Sensitivity analysis

5.65 A range of sensitivity analyses were conducted to explore the impact of varying the main model parameters. These included: varying the prevalence of IBD to 40% and 60% (48% used in the base case); changing the source of utility values; removing any associated mortality of colonoscopy; varying the time it takes for patients with false negative results to re‑present to the clinician (8, 16 and 24 weeks; 12 weeks was used in the base case); and changing the annualised net cost of false negative results to £376 (£188 was used in the base case).

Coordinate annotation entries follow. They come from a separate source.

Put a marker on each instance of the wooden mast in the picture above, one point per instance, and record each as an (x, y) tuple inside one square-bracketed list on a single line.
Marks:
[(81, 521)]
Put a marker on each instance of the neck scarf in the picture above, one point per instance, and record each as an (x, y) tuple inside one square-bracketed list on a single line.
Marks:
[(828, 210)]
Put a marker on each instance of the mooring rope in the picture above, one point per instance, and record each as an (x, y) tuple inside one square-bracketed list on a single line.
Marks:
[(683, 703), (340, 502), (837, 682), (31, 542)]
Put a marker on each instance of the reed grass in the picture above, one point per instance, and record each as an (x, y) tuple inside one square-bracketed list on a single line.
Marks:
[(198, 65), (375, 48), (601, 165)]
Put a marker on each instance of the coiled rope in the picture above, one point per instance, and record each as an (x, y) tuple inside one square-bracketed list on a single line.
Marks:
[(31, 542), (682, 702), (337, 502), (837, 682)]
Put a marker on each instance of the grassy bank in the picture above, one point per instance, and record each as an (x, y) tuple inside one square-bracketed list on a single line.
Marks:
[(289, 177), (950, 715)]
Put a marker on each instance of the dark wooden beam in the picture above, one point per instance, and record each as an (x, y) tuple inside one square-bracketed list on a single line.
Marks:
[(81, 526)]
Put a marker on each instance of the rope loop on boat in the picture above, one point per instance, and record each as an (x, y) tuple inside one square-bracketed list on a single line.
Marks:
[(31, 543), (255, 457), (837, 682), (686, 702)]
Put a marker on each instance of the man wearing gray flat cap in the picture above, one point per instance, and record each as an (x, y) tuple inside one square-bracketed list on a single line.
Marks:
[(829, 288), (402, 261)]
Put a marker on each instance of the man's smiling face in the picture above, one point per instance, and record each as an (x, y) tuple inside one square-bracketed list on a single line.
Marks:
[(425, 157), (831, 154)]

5.66 As for primary care, most of the changes appeared to broadly affect the 3 strategies in a similar manner. The main difference arose from varying the prevalence of IBD, which tended to reduce the cost savings from faecal calprotectin testing because of the rise in prevalence, as would be anticipated. The source of utilities also had an impact on the anticipated net gain from ELISA with the 50 micrograms/g cut‑off compared with ELISA with the 100 micrograms/g cut‑off, the ICER for which increased to £117,000 per QALY gained. However, the External Assessment Group thought that this may have overstated the effect, given the prevalence of Crohn's disease within the presenting population and the perhaps rather small quality‑of‑life decrement sourced from Gregor et al. (1997).